Living in Denmark brings new surprises every day, and mostly good ones at that.
Wednesdays at DIS are field study days, meaning we often visit places or learn about things related to our course material in a context outside of the classroom. As much as I applaud the concept, it’s definitely hard to get out of bed on a day that you know will be jam packed from 9 am to 4pm.
My first field study for my conspiracy theories class was simply meeting with a journalist who had just won a libel case brought against him after he wrote an editorial that called a 9/11 denier a “crackpot.” But it’s definitely worth noting that DIS professor have a tendency to bring Pastries to class for students from time to time, and today was no exception.
Luckily I had an extra hour after my first field study, which I spent trying to make an itinerary for my first travel break. I didn’t think that I would be able to make it to Cork, the city in the south of Ireland where a lot of my extended family lives, but my generous aunts blew me away by helping me both with booking and on the financial side of things.
For my second field study of the day I headed to Østerport (east gate) station, which despite its name actually marks a northern point in urban Copenhagen, not an easterly point.
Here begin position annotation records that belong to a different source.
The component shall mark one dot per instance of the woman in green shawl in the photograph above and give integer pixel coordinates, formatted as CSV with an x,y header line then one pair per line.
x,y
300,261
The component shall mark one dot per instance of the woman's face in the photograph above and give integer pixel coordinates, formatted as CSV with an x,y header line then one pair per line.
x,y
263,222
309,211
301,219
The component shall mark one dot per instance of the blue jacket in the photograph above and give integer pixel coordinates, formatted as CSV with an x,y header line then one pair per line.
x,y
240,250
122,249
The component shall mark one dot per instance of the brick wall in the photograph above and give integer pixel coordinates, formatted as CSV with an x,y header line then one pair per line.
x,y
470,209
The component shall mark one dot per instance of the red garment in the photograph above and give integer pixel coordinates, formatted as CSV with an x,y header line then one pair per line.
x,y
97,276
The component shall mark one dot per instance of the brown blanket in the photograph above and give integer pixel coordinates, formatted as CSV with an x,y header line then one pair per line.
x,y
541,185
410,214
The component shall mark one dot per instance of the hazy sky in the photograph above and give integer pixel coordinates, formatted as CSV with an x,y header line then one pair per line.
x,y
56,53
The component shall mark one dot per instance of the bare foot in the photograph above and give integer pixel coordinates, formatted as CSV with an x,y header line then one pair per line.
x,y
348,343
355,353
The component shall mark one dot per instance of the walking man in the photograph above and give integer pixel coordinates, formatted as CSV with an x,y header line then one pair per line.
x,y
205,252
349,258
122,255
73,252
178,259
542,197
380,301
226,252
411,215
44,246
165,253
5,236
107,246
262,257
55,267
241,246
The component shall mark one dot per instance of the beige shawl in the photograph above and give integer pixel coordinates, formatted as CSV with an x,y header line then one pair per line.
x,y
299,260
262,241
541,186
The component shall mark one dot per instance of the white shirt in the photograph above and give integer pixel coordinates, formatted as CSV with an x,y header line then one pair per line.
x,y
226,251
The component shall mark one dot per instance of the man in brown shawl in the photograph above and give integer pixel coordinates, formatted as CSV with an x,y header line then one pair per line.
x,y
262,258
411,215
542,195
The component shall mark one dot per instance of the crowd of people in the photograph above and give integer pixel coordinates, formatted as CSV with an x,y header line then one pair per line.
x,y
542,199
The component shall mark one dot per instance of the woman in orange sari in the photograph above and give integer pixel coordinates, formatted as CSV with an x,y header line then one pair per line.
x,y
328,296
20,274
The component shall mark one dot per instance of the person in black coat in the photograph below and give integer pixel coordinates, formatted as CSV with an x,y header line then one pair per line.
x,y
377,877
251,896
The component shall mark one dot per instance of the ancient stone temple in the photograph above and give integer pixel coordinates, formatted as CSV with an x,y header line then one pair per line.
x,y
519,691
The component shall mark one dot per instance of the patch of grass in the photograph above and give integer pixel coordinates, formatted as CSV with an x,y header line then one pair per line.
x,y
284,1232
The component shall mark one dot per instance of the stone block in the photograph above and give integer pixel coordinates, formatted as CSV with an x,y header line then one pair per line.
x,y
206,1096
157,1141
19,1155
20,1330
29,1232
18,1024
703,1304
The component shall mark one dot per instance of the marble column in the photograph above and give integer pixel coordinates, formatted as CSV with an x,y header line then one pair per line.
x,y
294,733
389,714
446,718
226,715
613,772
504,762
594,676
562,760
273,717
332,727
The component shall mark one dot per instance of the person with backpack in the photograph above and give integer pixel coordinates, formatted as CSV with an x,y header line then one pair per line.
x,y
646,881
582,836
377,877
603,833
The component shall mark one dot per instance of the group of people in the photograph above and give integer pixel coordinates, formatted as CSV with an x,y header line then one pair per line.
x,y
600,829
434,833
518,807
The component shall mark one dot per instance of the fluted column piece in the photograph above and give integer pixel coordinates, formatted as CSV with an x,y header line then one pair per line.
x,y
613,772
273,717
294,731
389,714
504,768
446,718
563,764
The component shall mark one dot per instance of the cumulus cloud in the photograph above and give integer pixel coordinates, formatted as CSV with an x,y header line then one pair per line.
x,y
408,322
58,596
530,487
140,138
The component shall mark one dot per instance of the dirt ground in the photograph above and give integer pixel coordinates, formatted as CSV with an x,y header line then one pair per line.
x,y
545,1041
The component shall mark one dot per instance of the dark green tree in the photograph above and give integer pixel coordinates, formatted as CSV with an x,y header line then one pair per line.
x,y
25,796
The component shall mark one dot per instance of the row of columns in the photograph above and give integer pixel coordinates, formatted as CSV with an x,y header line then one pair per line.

From there we toured Nyboder, the Citadel and Amalienborg palace. Unfortunately, I forgot to bring a camera along to illustrate the iconic-ness of these landmarks. I’m not going to write a long boring description of the historical significance of these buildings etc etc etc, but if suits your fancy, I can tell you an obscene amount about Copenhagen’s early urban planning and city fortifications.
As much as the field studies are interesting and useful, it was a long day, and the first thing I wanted when I got off the train was a cup of tea, and for it to be dinner time already.
Dinner at Krogerup is served at 6pm. Everyday. On the dot. But today when the doors to the dining hall opened, they revealed a very different sight than the buffet set up we’re accustomed to for meals. All of the tables had been covered with white table clothes and there was already an appetizer set at every place and bottles of wine on every table. The principle, Rikke (who is truly inspiring and positively radiates joy and excitement) told us that they wanted to surprise us with a nice meal and time for relaxation and hygge before we all leave for our travels. During the month of October, the students at the højskole will be traveling to assorted locations (Mexico, Burma, China, Hollywood, etc) depending on their classes. The six DIS students will also be traveling at various times, so this is essentially quality time before we spend a month separated. We’ve all mourned over how lonely the month will feel, and already planned our joyous reunions for the end of October, but the busy second month will probably fly by as fast as the first did.
Today’s dinner is just one of the many joyful experiences that I’ve encountered as a result of living at højskole. I’ve also been lucky enough to learn about Danish politics and international relations from several different viewpoints, participate in weekly (multilingual) choir, and be teased incessantly about my inability to pronounce Danish words. Every day reminds me to be thankful for that little bit of spontaneity that spurned me to email DIS just 3 weeks before departure saying that I WOULD, in fact, enjoy living in a folkehøjskole.